Revista Exame

Jogos vorazes

A 100 dias da Olimpíada, Paris está de pernas para o ar; e a popularidade do governo, no chão. Vai ser uma festa — mas os franceses se perguntam por que se meteram nessa

Emmanuel Macron: o presidente francês aposta no sucesso dos Jogos para se recuperar de recordes negativos de popularidade (Ludovic Marin/AFP/Getty Images)

Emmanuel Macron: o presidente francês aposta no sucesso dos Jogos para se recuperar de recordes negativos de popularidade (Ludovic Marin/AFP/Getty Images)

Amanda Pessoa
Amanda Pessoa

Jornalista

Publicado em 25 de abril de 2024 às 06h00.

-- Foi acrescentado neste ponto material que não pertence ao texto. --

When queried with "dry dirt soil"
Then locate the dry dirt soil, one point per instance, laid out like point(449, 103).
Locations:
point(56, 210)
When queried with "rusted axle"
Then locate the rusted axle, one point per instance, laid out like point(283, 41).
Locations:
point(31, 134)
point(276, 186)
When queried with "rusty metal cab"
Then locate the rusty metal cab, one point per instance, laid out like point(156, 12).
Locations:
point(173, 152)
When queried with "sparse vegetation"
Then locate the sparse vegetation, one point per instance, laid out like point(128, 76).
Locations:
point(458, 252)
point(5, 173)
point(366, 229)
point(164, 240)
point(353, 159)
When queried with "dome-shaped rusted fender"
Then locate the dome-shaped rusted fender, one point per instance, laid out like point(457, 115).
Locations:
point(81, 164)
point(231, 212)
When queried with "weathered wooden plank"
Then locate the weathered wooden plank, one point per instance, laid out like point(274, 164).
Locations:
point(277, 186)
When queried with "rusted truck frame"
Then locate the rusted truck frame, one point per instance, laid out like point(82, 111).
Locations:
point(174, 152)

Se os Jogos Olímpicos de Paris fossem um espetáculo de cancã, as dançarinas do Moulin ­Rouge estariam de pernas para o ar. Considerando que a cidade está assim há vários meses, com obras por todos os bairros, os parisienses se perguntam como, a cerca de 100 dias do início dos jogos de verão, tudo vai funcionar. Em junho de 2015, quando Paris se candidatou para sediar os Jogos de 2024, o então presidente François Hollande tinha a pretensão de usar a competição para reviver a fase de ouro de Paris. Quando sediou os Jogos de 1924, a cidade era o centro do mundo, lar de escritores como Hemingway, Fiztgerald e ­Gertrude Stein, além de pintores como Picasso, Matisse, Dalí. O plano de Hollande não funcionou nem para ele próprio: com popularidade de 7%, foi o primeiro mandatário da Quinta República a não tentar a reeleição. Seu sucessor, Emmanuel Macron, também bate recordes negativos de avaliação e aposta nos Jogos para impulsionar o orgulho francês, inclusive no quadro de medalhas. Mas, para os franceses, os Jogos vêm sendo tratados como uma coisa tão indesejada quanto recheio num croissant.

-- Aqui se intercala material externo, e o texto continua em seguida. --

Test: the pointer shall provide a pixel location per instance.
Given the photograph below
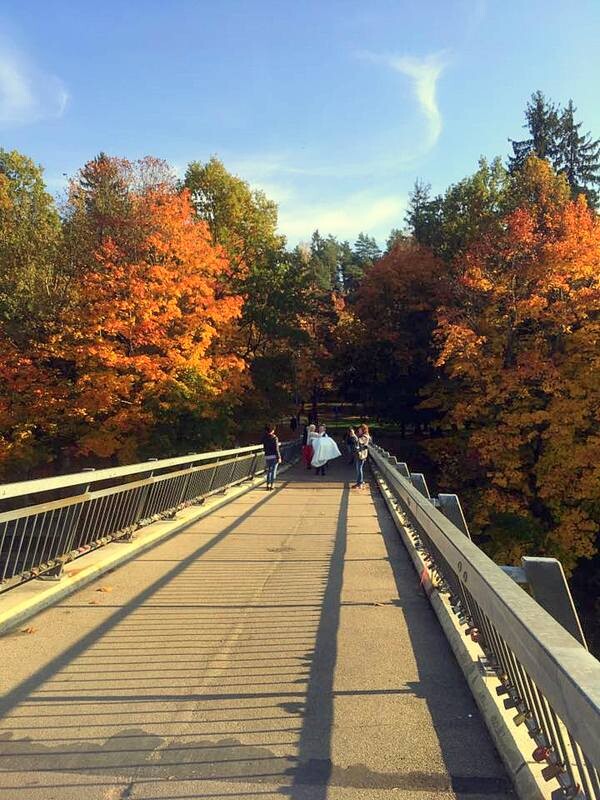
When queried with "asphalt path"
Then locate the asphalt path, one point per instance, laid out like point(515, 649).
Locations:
point(279, 647)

Anne Hidalgo: a prefeita de Paris tem apelado aos moradores para que não deixem a cidade durante os Jogos (Adnan Farzat/NurPhoto/Getty Images)

Para começar, a parte prática da organização dos Jogos aconteceu meio que para inglês ver. Um dos pontos mais complicados para os organizadores é onde vão ficar os milhares de visitantes esperados. A cidade, que não tem uma extensão territorial das maiores (105 quilômetros quadrados — para ter uma ideia, São Paulo tem 1.523 quilômetros quadrados) e já conta com problemas sérios de alojamento, não tem espaço físico para receber quem quer vir assistir aos Jogos. Desde 2023, a recomendação para quem vem é, inclusive, evitar Paris e buscar guarida em cidades próximas, de onde, pelo menos em teoria, é fácil ir e vir, graças à rede de transporte público da região de Île-de-France, onde a capital francesa está localizada. Acontece que o Grand Paris Express, nome dado a um ambicioso projeto de expansão do metrô, não parece ter levado em consideração o fato de que a região receberia tanta gente num período tão curto de tempo e bem no meio de seu calendário (as obras do GPE deveriam acontecer de 2013 a 2035). Assim, o que se tem atualmente é uma cidade com várias linhas de metrô e trem sem funcionar em alguns horários, principalmente nos fins de semana, em razão de obras de última hora. A própria prefeita, Anne Hidalgo, já admitiu que as obras não estarão 100% concluídas para os Jogos.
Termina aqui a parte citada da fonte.